The reason I’m happy to hear this is because I’ve been reporting the ‘systemic’ problem and the gross mismanagement of resources for years with constant back lash sometimes by individuals actually diverting clinical care money into their own pockets.  All the while I’m told I’m a bad doctor and that I shouldn’t  swear.  (I’ve been known to pull out my hair and scream ‘fuck!’ Or “I”m not going to take this shit anymore.    I love my female colleagues who have taken to keening in the hallowed halls.  We’re considering consulting those fellows who have learned to talk with gophers, chimpanzees and dolphins and such in the hope that they might learn how to communicate with management.   We need a Star Trek Unversal Translater or a Hitchhikers Guide to the Galaxy Babblefish because they don’t seem to be hearing the screams on the people.  “Give them cake,” is no longer a good answer even if today the new twist is  ‘Give them pot’.   There one skill appears to be pointing fingers and apparently they are selected for this one quality.  These are people who haven’t seen a patient in decades, see selective patients from Potempkins Villages  and are surround  themselves with echoing sychopahts., so out of touch with clinical reality as to be deemed psychopathic or psychotic, all the while Rome burns and Nero plays his violin.

Yesterday I listened to this presentation driving the 1/2 hour commute to and from work that because of the construction and bike lane chaos in Vancouver is now 2 hours making my previous 9 hour day job 13 hours a day.  

So I have hope.  Maybe physicians can finally stop metaphorically pouring gas over themselves and setting themselves on fire to bring attention to the systemic failures.

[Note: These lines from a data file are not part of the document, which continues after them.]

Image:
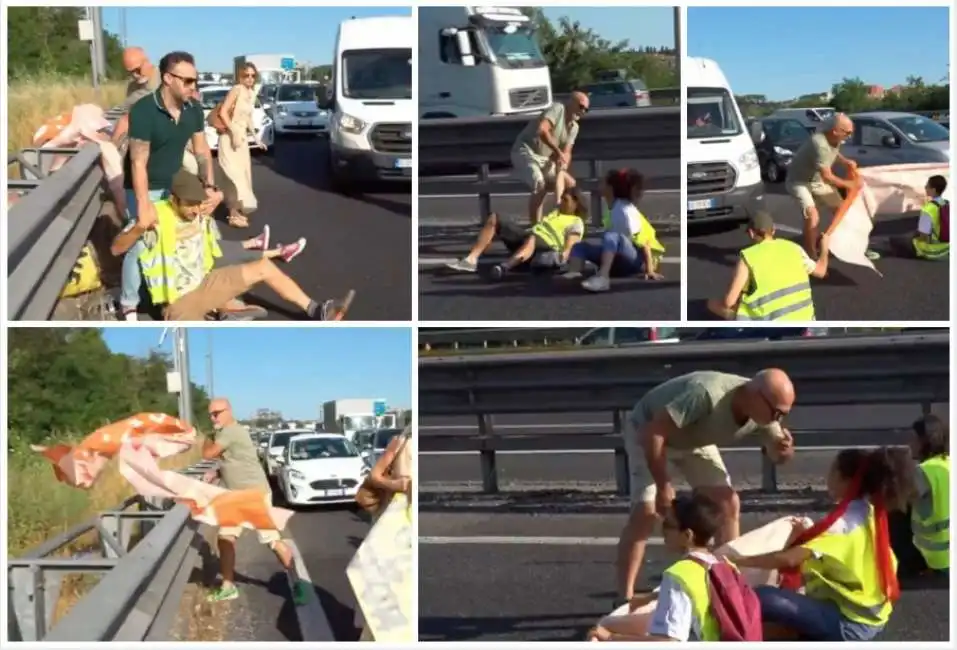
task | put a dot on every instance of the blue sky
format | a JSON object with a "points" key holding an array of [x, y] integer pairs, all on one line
{"points": [[291, 370], [214, 35], [641, 26], [784, 52]]}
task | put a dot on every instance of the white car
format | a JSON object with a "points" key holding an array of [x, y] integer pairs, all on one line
{"points": [[211, 96], [321, 468], [276, 447], [294, 110]]}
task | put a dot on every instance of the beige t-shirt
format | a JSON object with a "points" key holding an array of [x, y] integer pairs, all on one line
{"points": [[563, 133], [815, 153], [699, 404], [136, 91], [239, 465]]}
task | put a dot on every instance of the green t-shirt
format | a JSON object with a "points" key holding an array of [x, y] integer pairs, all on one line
{"points": [[815, 153], [239, 466], [150, 121], [699, 404]]}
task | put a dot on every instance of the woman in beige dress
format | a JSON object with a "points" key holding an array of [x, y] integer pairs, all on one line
{"points": [[392, 473], [236, 113]]}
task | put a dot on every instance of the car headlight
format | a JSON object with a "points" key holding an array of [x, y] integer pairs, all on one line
{"points": [[351, 124]]}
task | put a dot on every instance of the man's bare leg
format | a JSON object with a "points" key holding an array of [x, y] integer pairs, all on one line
{"points": [[631, 546]]}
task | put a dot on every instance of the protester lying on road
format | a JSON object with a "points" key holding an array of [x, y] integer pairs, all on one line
{"points": [[770, 280], [844, 562], [549, 242], [629, 246], [178, 265]]}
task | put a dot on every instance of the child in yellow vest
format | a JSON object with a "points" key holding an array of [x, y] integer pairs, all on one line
{"points": [[629, 246], [682, 613]]}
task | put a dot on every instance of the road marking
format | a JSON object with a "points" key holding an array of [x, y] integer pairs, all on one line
{"points": [[474, 195], [533, 452], [442, 261], [531, 541]]}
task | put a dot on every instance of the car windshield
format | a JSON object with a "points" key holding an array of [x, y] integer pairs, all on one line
{"points": [[315, 448], [377, 74], [711, 114], [921, 129], [296, 94], [384, 436], [210, 98]]}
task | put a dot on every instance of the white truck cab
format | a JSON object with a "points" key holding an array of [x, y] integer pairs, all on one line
{"points": [[370, 100], [479, 61], [724, 176]]}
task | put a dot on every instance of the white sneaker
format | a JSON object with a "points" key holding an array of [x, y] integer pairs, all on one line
{"points": [[597, 283]]}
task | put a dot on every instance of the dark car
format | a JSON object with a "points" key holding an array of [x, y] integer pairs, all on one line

Dr. Robert Hare studied Corportate Leadership to address the tendency for certain types of systems to promote sociopaths to leadership. The problem too was ‘bullying’ by physician leaders of physicians. This same problem had been noted in police organizations.  Wow.  Someone is  seeing the envy and petty small mindedness for what it is and naming it and actually looking for the ‘identification for the aggressor’ types who make the best ‘Capo’s’,  a term used to describe management strategies used by the Nazi’s. 
  
One step a head of the crowd and you’re a leader, two steps ahead of the crowd and you’re a martyr. I was thankful hearing the presentation as I felt less like a voice crying in the wilderness. The American Medical Association is putting millions into addressing this problem now and the take home point was simply that the whole of the present health care system was about to collapse unless management did something to address their own inhumane abuse of physicians.  In my minds eye I saw the German Army in Russia in winter and Hitler shooting the ‘messenger’ who told him ‘you have to send the troops overcoats.”  It was said that the British won the war because they cared for their people.  

I have hope.  Despite the commute, tt was a good day in the clinic.